The situation with Betty taught me a couple of things. It didn’t teach me that I’m some great Christian. Not at all. I prayed with Betty, but I wasn’t bold or confident about it. I was hopeful God would heal her, but I worried He wouldn’t.
However, meeting Betty taught me to be a little bolder in my faith at least. I think the fact I had brain fog from Covid probably made me a little braver too. I didn’t have the brain capacity to overthink like I usually do, which was a gift from God, even though I prayed for the brain fog to be taken away. He knew if I could think something like, “I look like some weird fanatical religious person doing this,” I wouldn’t actually pray out loud over Mary, asking Jesus for her healing. I couldn’t think that because my brain wasn’t firing on all cylinders. Not even close.
The time in the hospital showed me that I need to hold on to Christ when I feel like I can’t hold on to anything or anyone else. I had faith that the nurses and doctors would try to help me, but I knew only God could really heal me and protect me and I had to keep reminding myself of that. I wasn’t some super, confident Christian in that area. I had to listen to my mom, a pastor’s wife, and friends tell me that. Over and over.
I worried after my diagnosis that I or my husband would be a statistic. Or the rest of my family. Then I worried Betty would. Or members of other families who had it at the same time would. There were many times that Christ’s peace settled over me and a few moments later I would worry again and wipe it all away. I’d have to pause, pray and ask again for Christ’s peace.
In addition to strengthening my reliance on God, meeting Betty also taught me that God is still in the business of miracles.
There is so much sadness in the world. There is heartache, bitterness, hatred, hurt, and there has been deep, deep loss because of this virus. But there are also miracles like mine and Betty’s happening.
When I looked at my oxygen levels on Thanksgiving Day and saw it was lower than I’d read it should be during COVID, I panicked. When my husband went to get the car and it dropped even lower while I walked, yet I still felt pretty good, I completely panicked. While we waited for the ambulance, I pondered why I felt okay, why I wasn’t gasping for air. On the way to the ER, I wondered if the trip was wasted. In the ER when they finally said my blood oxygen was showing lower in the blood gasses than on the pulse ox and hooked me up to oxygen, I still wondered if my being admitted was necessary. I still wonder if the oxygen would have come back up on its own or not. I know some others have while others have not.
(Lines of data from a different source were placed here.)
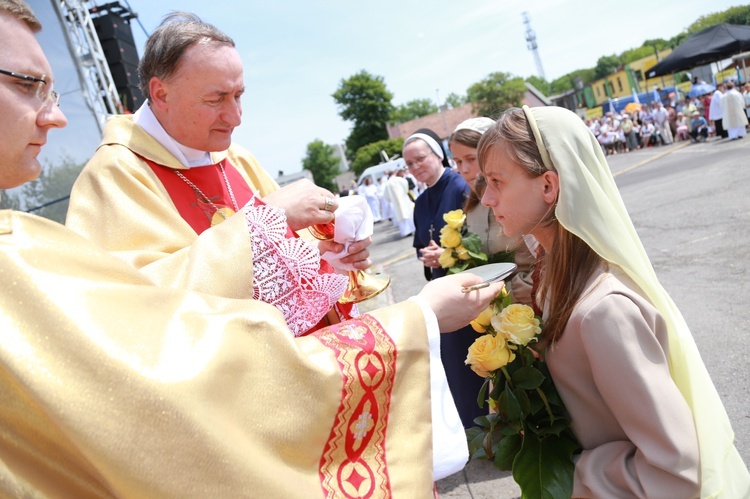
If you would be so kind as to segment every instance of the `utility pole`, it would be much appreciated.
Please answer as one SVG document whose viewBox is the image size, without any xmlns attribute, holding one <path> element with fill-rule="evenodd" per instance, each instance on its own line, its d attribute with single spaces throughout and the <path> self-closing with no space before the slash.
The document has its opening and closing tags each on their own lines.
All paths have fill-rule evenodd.
<svg viewBox="0 0 750 499">
<path fill-rule="evenodd" d="M 544 77 L 544 68 L 542 68 L 542 60 L 539 58 L 539 50 L 536 44 L 536 33 L 534 33 L 534 30 L 531 29 L 531 19 L 529 18 L 529 13 L 524 12 L 521 15 L 523 16 L 523 23 L 526 25 L 526 48 L 534 53 L 534 62 L 536 62 L 537 76 L 546 81 L 546 78 Z"/>
</svg>

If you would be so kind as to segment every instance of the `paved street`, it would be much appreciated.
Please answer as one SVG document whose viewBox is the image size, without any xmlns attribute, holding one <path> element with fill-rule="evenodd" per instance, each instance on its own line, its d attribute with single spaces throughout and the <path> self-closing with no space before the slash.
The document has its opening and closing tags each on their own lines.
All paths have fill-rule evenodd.
<svg viewBox="0 0 750 499">
<path fill-rule="evenodd" d="M 610 156 L 609 164 L 662 284 L 690 325 L 750 463 L 750 137 L 679 143 Z M 375 226 L 375 269 L 390 288 L 362 310 L 401 301 L 425 283 L 411 248 Z M 438 483 L 440 497 L 515 498 L 507 474 L 471 462 Z"/>
</svg>

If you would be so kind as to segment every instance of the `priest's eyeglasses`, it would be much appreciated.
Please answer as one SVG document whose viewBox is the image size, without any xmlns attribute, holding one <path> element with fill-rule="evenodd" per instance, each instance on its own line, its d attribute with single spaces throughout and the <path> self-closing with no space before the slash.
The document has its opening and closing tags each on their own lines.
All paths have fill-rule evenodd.
<svg viewBox="0 0 750 499">
<path fill-rule="evenodd" d="M 13 71 L 6 71 L 5 69 L 0 69 L 0 74 L 12 76 L 13 78 L 18 78 L 19 80 L 26 80 L 31 83 L 38 83 L 36 87 L 36 98 L 39 99 L 43 106 L 46 106 L 50 102 L 54 104 L 55 106 L 60 104 L 60 94 L 55 91 L 54 85 L 52 82 L 48 82 L 46 79 L 46 75 L 42 75 L 41 77 L 37 76 L 29 76 L 25 75 L 23 73 L 15 73 Z M 45 90 L 45 87 L 46 88 Z"/>
</svg>

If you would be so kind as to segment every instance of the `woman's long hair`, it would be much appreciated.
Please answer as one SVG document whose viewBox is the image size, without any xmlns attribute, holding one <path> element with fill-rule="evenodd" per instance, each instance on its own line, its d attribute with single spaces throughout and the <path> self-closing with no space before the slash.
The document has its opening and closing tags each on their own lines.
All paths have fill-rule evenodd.
<svg viewBox="0 0 750 499">
<path fill-rule="evenodd" d="M 504 149 L 508 157 L 532 178 L 547 171 L 526 116 L 519 108 L 503 113 L 497 125 L 485 132 L 479 141 L 477 153 L 482 175 L 493 148 Z M 560 339 L 586 283 L 604 260 L 578 236 L 565 229 L 553 210 L 538 225 L 555 228 L 551 254 L 539 256 L 535 264 L 542 266 L 540 281 L 535 283 L 538 286 L 537 299 L 548 311 L 540 342 L 540 346 L 545 347 Z"/>
</svg>

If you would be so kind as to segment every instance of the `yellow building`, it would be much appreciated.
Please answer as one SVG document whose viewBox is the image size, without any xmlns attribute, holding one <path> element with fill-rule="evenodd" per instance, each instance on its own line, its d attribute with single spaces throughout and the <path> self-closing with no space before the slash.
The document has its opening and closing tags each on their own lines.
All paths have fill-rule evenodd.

Maybe I overreacted or maybe it was all divine.
Maybe the ER doctor was over cautious and if he was then I am still thankful because he very well may have saved my life.
I am also thankful for his actions, not because his decision meant I spent five days away from my family, but because his decision led me to meet Betty and through Betty see a miracle.
It was a miracle that I, and many others, needed right now in our lives.